A diagnosis of hypertension is based on the differentiation of syndromes. The Clinical aspects of each patient are carefully observed. Diagnostic procedures used include the observation of the tongue and sensation of the pulse of the patient. The results of these procedures will help determine the type of treatment plan to be administered.
Acupuncture and TCM usually identifies four main types of syndromes that can cause hypertension:
1. Yin and Yang deficiency syndrome – this syndrome is marked by symptoms that include a weak and tight pulse, tinnitus, pale tongue with a whitish coat, fatigue, palpitations, and vertigo. This is caused by deficiency of both yin and yang in the body.
2. Yin deficiency syndrome of the kidney and liver – this syndrome is distinguished by a tight and weak pulse, dry and reddish tongue with minimal coat, insomnia, weakness of the legs and waist, vertigo, and an uncomfortable and dry sensation in the eyes.
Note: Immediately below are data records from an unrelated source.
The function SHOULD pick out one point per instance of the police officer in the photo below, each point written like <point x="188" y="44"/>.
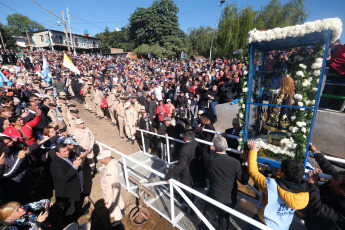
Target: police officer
<point x="86" y="140"/>
<point x="111" y="187"/>
<point x="120" y="111"/>
<point x="131" y="118"/>
<point x="111" y="102"/>
<point x="98" y="101"/>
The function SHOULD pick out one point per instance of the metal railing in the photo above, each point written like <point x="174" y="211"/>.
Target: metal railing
<point x="179" y="187"/>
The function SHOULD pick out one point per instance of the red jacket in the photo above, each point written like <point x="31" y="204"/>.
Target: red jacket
<point x="26" y="129"/>
<point x="160" y="114"/>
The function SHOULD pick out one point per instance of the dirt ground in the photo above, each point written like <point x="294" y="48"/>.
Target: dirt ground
<point x="109" y="135"/>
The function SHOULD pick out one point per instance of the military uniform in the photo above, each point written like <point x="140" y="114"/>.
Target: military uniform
<point x="86" y="140"/>
<point x="88" y="94"/>
<point x="130" y="122"/>
<point x="111" y="189"/>
<point x="98" y="97"/>
<point x="120" y="111"/>
<point x="111" y="99"/>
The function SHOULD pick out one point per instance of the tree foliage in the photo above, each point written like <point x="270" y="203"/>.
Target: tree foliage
<point x="116" y="39"/>
<point x="153" y="24"/>
<point x="199" y="40"/>
<point x="7" y="37"/>
<point x="19" y="24"/>
<point x="235" y="23"/>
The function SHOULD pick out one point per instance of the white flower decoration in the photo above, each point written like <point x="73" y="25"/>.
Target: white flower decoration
<point x="300" y="73"/>
<point x="302" y="66"/>
<point x="303" y="129"/>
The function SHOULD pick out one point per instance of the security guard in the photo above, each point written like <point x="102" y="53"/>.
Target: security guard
<point x="111" y="187"/>
<point x="131" y="118"/>
<point x="120" y="111"/>
<point x="73" y="115"/>
<point x="88" y="94"/>
<point x="111" y="99"/>
<point x="86" y="140"/>
<point x="98" y="101"/>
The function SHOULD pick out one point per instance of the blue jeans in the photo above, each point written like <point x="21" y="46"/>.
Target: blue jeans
<point x="213" y="107"/>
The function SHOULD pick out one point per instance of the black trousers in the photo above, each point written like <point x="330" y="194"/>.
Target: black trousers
<point x="211" y="211"/>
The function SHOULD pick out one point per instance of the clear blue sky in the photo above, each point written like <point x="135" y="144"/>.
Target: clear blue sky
<point x="96" y="15"/>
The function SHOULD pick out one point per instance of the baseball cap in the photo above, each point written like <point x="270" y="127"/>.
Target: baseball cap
<point x="127" y="104"/>
<point x="70" y="141"/>
<point x="79" y="121"/>
<point x="104" y="154"/>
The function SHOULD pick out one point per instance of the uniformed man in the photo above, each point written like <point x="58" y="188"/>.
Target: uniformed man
<point x="131" y="118"/>
<point x="120" y="111"/>
<point x="98" y="97"/>
<point x="86" y="140"/>
<point x="88" y="94"/>
<point x="111" y="187"/>
<point x="73" y="115"/>
<point x="49" y="93"/>
<point x="111" y="99"/>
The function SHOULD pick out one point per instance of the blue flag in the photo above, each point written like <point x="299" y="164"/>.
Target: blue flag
<point x="45" y="72"/>
<point x="184" y="55"/>
<point x="3" y="79"/>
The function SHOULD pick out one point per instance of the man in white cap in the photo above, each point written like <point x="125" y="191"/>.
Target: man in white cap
<point x="86" y="140"/>
<point x="111" y="187"/>
<point x="120" y="112"/>
<point x="130" y="121"/>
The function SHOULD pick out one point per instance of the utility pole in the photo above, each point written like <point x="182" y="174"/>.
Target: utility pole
<point x="62" y="19"/>
<point x="2" y="40"/>
<point x="70" y="30"/>
<point x="67" y="39"/>
<point x="215" y="27"/>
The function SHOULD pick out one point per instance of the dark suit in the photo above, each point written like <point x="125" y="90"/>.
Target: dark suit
<point x="67" y="186"/>
<point x="224" y="172"/>
<point x="188" y="167"/>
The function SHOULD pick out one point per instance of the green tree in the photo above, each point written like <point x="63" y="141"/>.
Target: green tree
<point x="19" y="24"/>
<point x="7" y="36"/>
<point x="152" y="25"/>
<point x="199" y="40"/>
<point x="116" y="39"/>
<point x="235" y="23"/>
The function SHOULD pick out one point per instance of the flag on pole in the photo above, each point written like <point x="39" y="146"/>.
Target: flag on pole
<point x="45" y="71"/>
<point x="238" y="51"/>
<point x="21" y="66"/>
<point x="69" y="64"/>
<point x="3" y="79"/>
<point x="184" y="55"/>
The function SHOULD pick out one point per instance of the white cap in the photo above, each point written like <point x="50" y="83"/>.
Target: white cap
<point x="104" y="154"/>
<point x="127" y="104"/>
<point x="79" y="122"/>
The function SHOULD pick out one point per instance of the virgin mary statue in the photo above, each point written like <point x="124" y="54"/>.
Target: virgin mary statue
<point x="278" y="117"/>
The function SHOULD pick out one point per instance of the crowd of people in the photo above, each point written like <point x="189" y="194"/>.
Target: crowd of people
<point x="41" y="129"/>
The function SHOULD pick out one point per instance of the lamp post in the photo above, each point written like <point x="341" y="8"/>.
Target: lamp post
<point x="215" y="27"/>
<point x="62" y="19"/>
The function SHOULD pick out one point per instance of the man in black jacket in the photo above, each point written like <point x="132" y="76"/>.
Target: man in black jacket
<point x="188" y="166"/>
<point x="66" y="182"/>
<point x="326" y="208"/>
<point x="224" y="172"/>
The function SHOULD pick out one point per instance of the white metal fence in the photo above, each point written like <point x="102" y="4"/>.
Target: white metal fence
<point x="179" y="187"/>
This syndrome is the result of deficiency in liver and kidney yin.
3. Excessive yang and deficient yin syndrome – this syndrome manifests symptoms that include a fast pulse, palpitations, hot sensations in the soles and palms, dry mouth, vertigo, and headaches. This is caused by deficiency in liver yin and an excessive liver yang.
4. Excessive liver yang syndrome – marked by symptoms of restlessness, a bitter taste in the mouth, flushed eyes and face, headache, and vertigo.